The incremental method with reduced rounding errors can also be applied, with some additional complexity.
A running sum of weights must be computed for each k from 1 to n:
- {\displaystyle {\begin{aligned}W_{0}&=0\\W_{k}&=W_{k-1}+w_{k}\end{aligned}}}
and places where 1/n is used above must be replaced by wi/Wn:
- {\displaystyle {\begin{aligned}A_{0}&=0\\A_{k}&=A_{k-1}+{\frac {w_{k}}{W_{k}}}\left(x_{k}-A_{k-1}\right)\\Q_{0}&=0\\Q_{k}&=Q_{k-1}+{\frac {w_{k}W_{k-1}}{W_{k}}}\left(x_{k}-A_{k-1}\right)^{2}=Q_{k-1}+w_{k}\left(x_{k}-A_{k-1}\right)\left(x_{k}-A_{k}\right)\end{aligned}}}
In the final division,
- {\displaystyle \sigma _{n}^{2}={\frac {Q_{n}}{W_{n}}}\,}
and
- {\displaystyle s_{n}^{2}={\frac {Q_{n}}{W_{n}-1}},}
or
- {\displaystyle s_{n}^{2}={\frac {n’}{n’-1}}\sigma _{n}^{2},}
where n is the total number of elements, and n’ is the number of elements with non-zero weights.
The above formulas become equal to the simpler formulas given above if weights are taken as equal to one.
History
The term standard deviation was first used in writing by Karl Pearson in 1894, following his use of it in lectures.

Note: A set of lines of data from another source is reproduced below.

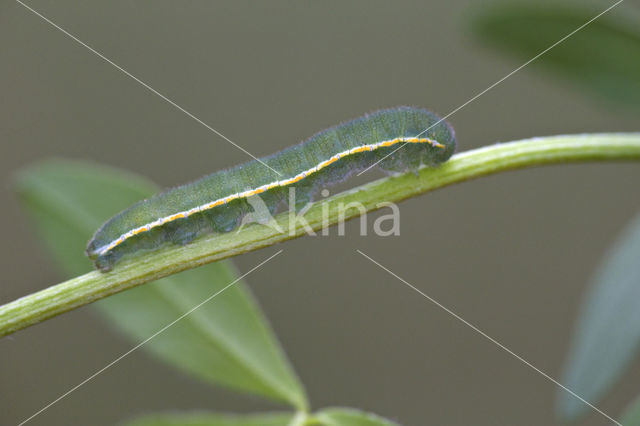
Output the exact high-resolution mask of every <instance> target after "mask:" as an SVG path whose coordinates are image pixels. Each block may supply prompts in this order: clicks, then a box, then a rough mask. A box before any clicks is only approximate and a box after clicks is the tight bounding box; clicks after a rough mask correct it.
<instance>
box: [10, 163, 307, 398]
mask: <svg viewBox="0 0 640 426" xmlns="http://www.w3.org/2000/svg"><path fill="white" fill-rule="evenodd" d="M17 188H18V194H19V196H20V199H21V201H22V204H23V206H24V208H25V209H26V210H27V212H28V213H29V214H30V216H31V217H32V218H33V223H34V225H35V226H36V229H37V230H38V231H39V234H40V235H41V236H42V238H43V240H44V243H45V244H46V246H47V247H48V248H49V251H50V252H51V253H52V254H53V256H54V259H55V260H56V263H57V264H58V265H59V266H60V267H61V268H62V270H63V271H65V273H66V274H67V275H70V276H74V275H79V274H82V273H83V272H86V271H88V270H90V269H91V264H90V262H89V261H88V259H86V257H85V256H84V248H85V244H86V242H87V241H88V239H89V237H90V236H91V233H92V232H93V231H95V229H97V228H98V226H99V225H100V224H101V223H102V222H103V221H104V220H106V219H107V218H108V217H110V216H111V215H113V214H115V213H117V212H118V211H120V210H121V209H123V208H125V207H127V206H128V205H130V204H132V203H133V202H135V201H137V200H139V199H141V198H144V197H146V196H149V195H150V194H152V193H153V192H155V191H156V190H157V189H156V188H155V187H154V185H152V184H151V183H149V182H148V181H146V180H143V179H141V178H139V177H137V176H135V175H132V174H130V173H126V172H123V171H120V170H114V169H109V168H106V167H98V166H94V165H89V164H84V163H78V162H70V161H47V162H43V163H41V164H38V165H35V166H33V167H30V168H28V169H26V170H23V171H22V172H21V173H20V175H19V176H18V180H17ZM237 276H238V275H237V273H236V271H235V270H234V268H233V267H232V265H231V263H229V262H217V263H213V264H210V265H207V266H204V267H202V268H198V269H194V270H191V271H186V272H183V273H181V274H178V275H174V276H171V277H168V278H164V279H162V280H159V281H157V282H154V283H150V284H146V285H143V286H140V287H137V288H134V289H131V290H129V291H125V292H122V293H120V294H117V295H114V296H111V297H109V298H106V299H104V300H103V301H101V302H98V303H96V304H95V305H96V306H97V307H98V308H99V311H100V312H101V313H102V314H104V315H105V316H106V317H107V318H108V319H109V320H110V321H111V322H112V323H113V324H115V325H116V326H117V328H118V329H120V330H121V331H122V332H124V333H125V334H126V335H128V336H129V337H131V338H132V339H133V340H134V341H136V342H139V341H141V340H144V339H146V338H148V337H149V336H151V335H152V334H154V333H155V332H157V331H158V330H160V329H161V328H163V327H164V326H166V325H167V324H169V323H171V322H172V321H174V320H175V319H176V318H178V317H180V316H181V315H183V314H184V313H185V312H186V311H188V310H189V309H191V308H193V307H194V306H195V305H197V304H199V303H200V302H202V301H203V300H205V299H206V298H207V297H209V296H211V295H212V294H214V293H215V292H216V291H218V290H220V289H222V288H223V287H225V286H227V285H228V284H230V283H232V282H234V281H235V280H237ZM144 348H146V349H147V350H149V351H150V352H151V353H152V354H154V355H155V356H157V357H159V358H160V359H162V360H164V361H166V362H168V363H169V364H171V365H173V366H175V367H177V368H179V369H182V370H183V371H186V372H188V373H190V374H192V375H193V376H196V377H199V378H201V379H204V380H207V381H210V382H213V383H216V384H219V385H222V386H226V387H229V388H232V389H234V390H237V391H243V392H249V393H253V394H258V395H261V396H263V397H267V398H270V399H273V400H277V401H282V402H288V403H289V404H291V405H293V406H294V407H296V408H298V409H301V410H302V409H305V408H306V406H307V401H306V396H305V394H304V390H303V388H302V386H301V385H300V383H299V381H298V379H297V377H296V376H295V374H294V372H293V371H292V369H291V367H290V365H289V364H288V362H287V360H286V357H285V356H284V353H283V351H282V350H281V348H280V346H279V345H278V343H277V340H276V338H275V336H274V334H273V332H272V331H271V329H270V328H269V326H268V324H267V322H266V321H265V318H264V317H263V315H262V313H261V311H260V309H259V307H258V305H257V303H256V302H255V301H254V300H253V298H252V296H251V294H250V292H249V291H248V289H247V287H246V286H245V284H244V283H242V282H238V283H236V284H235V285H233V286H232V287H230V288H228V289H227V290H225V291H224V292H223V293H221V294H220V295H219V296H217V297H216V298H215V299H214V300H211V301H210V302H208V303H206V304H205V305H203V306H202V307H200V308H199V309H197V310H196V311H194V312H193V313H191V314H190V315H188V316H186V317H184V318H183V319H182V320H181V321H179V322H178V323H176V324H175V325H174V326H172V327H170V328H168V329H167V330H166V331H164V332H163V333H162V334H160V335H158V336H157V337H155V338H154V339H152V340H151V341H149V342H148V343H146V344H145V345H144Z"/></svg>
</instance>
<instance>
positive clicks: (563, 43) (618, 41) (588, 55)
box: [473, 2, 640, 107]
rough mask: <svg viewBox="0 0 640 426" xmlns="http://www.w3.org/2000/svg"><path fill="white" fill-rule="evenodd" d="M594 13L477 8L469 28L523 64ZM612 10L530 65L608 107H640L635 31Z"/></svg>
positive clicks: (512, 5)
mask: <svg viewBox="0 0 640 426" xmlns="http://www.w3.org/2000/svg"><path fill="white" fill-rule="evenodd" d="M485 6H486V5H485ZM627 6H629V7H630V6H631V5H627ZM621 7H625V5H622V6H621ZM603 8H604V7H603ZM627 10H628V8H627ZM600 12H602V10H595V9H593V8H590V7H585V6H584V5H582V4H575V5H573V6H571V5H567V4H566V3H565V4H560V3H558V2H555V3H551V2H543V3H539V2H530V3H515V4H514V3H505V2H500V3H499V4H496V5H494V7H492V8H487V7H483V9H482V12H481V13H480V14H479V15H478V16H477V17H476V19H475V21H474V22H473V24H474V30H475V33H476V34H477V35H478V36H479V37H480V38H482V39H484V40H486V41H487V42H489V43H491V44H493V45H495V46H496V47H498V48H500V49H503V50H504V51H506V52H508V53H510V54H513V55H514V56H517V57H518V59H519V60H520V61H523V62H524V61H526V60H529V59H531V58H533V57H534V56H536V55H538V54H539V53H540V52H542V51H543V50H545V49H547V48H548V47H549V46H551V45H553V44H554V43H556V42H558V41H559V40H560V39H562V38H564V37H565V36H567V35H569V34H570V33H571V32H573V31H575V30H576V29H578V28H579V27H581V26H583V25H584V24H585V23H587V22H588V21H590V20H592V19H593V18H594V17H595V16H596V15H597V14H598V13H600ZM616 12H617V10H612V11H610V12H608V13H607V14H605V15H603V16H601V17H599V18H598V19H596V20H593V21H592V22H590V23H589V24H588V26H586V27H585V28H583V29H581V30H580V31H578V32H576V33H575V34H573V35H571V37H569V38H567V39H566V40H564V41H563V42H562V43H560V44H558V45H557V46H555V47H554V48H553V49H551V50H549V51H547V52H545V54H544V55H542V56H540V57H539V58H537V59H536V60H535V62H534V63H532V64H531V66H533V67H541V68H545V69H547V70H549V71H551V72H553V73H555V74H557V75H558V76H561V77H563V78H564V79H565V81H567V82H569V83H573V84H576V85H577V86H579V87H580V88H581V89H582V90H584V91H585V93H591V94H592V95H595V96H596V97H598V98H601V99H606V100H607V101H609V103H617V104H621V105H626V106H636V107H640V79H639V78H638V75H640V54H639V53H638V52H640V29H639V28H640V27H639V26H638V25H637V22H636V21H635V20H633V19H632V18H629V19H623V17H622V16H621V15H619V14H617V13H616Z"/></svg>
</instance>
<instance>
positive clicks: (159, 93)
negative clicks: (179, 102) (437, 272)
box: [16, 0, 282, 176]
mask: <svg viewBox="0 0 640 426" xmlns="http://www.w3.org/2000/svg"><path fill="white" fill-rule="evenodd" d="M16 2H17V3H19V4H20V5H22V6H23V7H24V8H26V9H28V10H30V11H31V12H33V13H34V14H35V15H37V16H39V17H40V18H42V19H43V20H44V21H45V22H47V23H49V24H50V25H51V26H53V27H54V28H56V29H58V30H60V31H61V32H62V33H64V34H65V35H67V36H68V37H69V38H71V39H72V40H73V41H75V42H76V43H78V44H80V45H81V46H83V47H85V48H87V49H89V50H90V51H91V52H93V53H94V54H95V55H97V56H98V57H100V58H101V59H103V60H104V61H105V62H107V63H109V64H111V65H113V66H114V67H115V68H117V69H118V70H119V71H121V72H122V73H124V74H126V75H127V76H128V77H131V78H132V79H133V80H135V81H136V82H138V83H139V84H141V85H142V86H144V87H145V88H146V89H147V90H149V91H150V92H152V93H154V94H156V95H158V96H160V97H161V98H162V99H164V100H165V101H167V102H168V103H169V104H171V105H172V106H174V107H175V108H177V109H179V110H180V111H182V112H183V113H185V114H186V115H188V116H189V117H191V118H192V119H194V120H195V121H197V122H198V123H200V124H201V125H203V126H204V127H206V128H207V129H209V130H211V131H212V132H213V133H215V134H216V135H218V136H220V137H221V138H222V139H224V140H226V141H227V142H229V143H230V144H231V145H233V146H235V147H236V148H238V149H239V150H240V151H242V152H244V153H245V154H247V155H248V156H250V157H251V158H253V159H254V160H256V161H258V162H259V163H261V164H262V165H263V166H265V167H267V168H269V169H271V171H273V172H274V173H276V174H277V175H278V176H282V174H281V173H280V172H278V171H277V170H275V169H273V168H272V167H271V166H269V165H268V164H266V163H265V162H264V161H262V160H260V159H259V158H258V157H256V156H254V155H253V154H251V153H250V152H249V151H247V150H246V149H244V148H243V147H241V146H240V145H238V144H237V143H235V142H233V141H232V140H231V139H229V138H228V137H226V136H225V135H223V134H222V133H220V132H219V131H217V130H216V129H214V128H213V127H211V126H209V125H208V124H207V123H205V122H204V121H202V120H201V119H199V118H198V117H196V116H195V115H193V114H192V113H190V112H189V111H187V110H186V109H184V108H183V107H181V106H180V105H178V104H177V103H175V102H174V101H172V100H171V99H169V98H168V97H166V96H165V95H163V94H162V93H160V92H158V91H157V90H156V89H154V88H153V87H151V86H149V85H148V84H147V83H145V82H144V81H142V80H140V79H139V78H138V77H136V76H135V75H133V74H131V73H130V72H129V71H127V70H125V69H124V68H122V67H121V66H120V65H118V64H116V63H115V62H113V61H112V60H111V59H109V58H107V57H106V56H104V55H103V54H102V53H100V52H98V51H97V50H96V49H94V48H93V47H91V46H89V45H88V44H86V43H85V42H83V41H82V40H80V39H79V38H78V37H76V36H74V35H73V34H71V33H70V32H69V31H67V30H65V29H64V28H62V27H61V26H59V25H57V24H56V23H55V22H53V21H51V20H50V19H49V18H47V17H46V16H44V15H42V14H41V13H40V12H38V11H37V10H35V9H33V8H32V7H30V6H28V5H26V4H24V3H23V2H22V1H20V0H16Z"/></svg>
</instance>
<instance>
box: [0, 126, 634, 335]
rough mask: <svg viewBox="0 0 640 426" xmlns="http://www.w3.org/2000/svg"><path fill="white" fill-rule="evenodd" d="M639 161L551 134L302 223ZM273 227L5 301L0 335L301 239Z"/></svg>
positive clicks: (399, 180)
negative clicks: (489, 180)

This was as a replacement for earlier alternative names for the same idea: for example, Gauss used mean error.
Higher dimensions
In two dimensions, the standard deviation can be illustrated with the standard deviation ellipse, see Multivariate normal distribution § Geometric interpretation.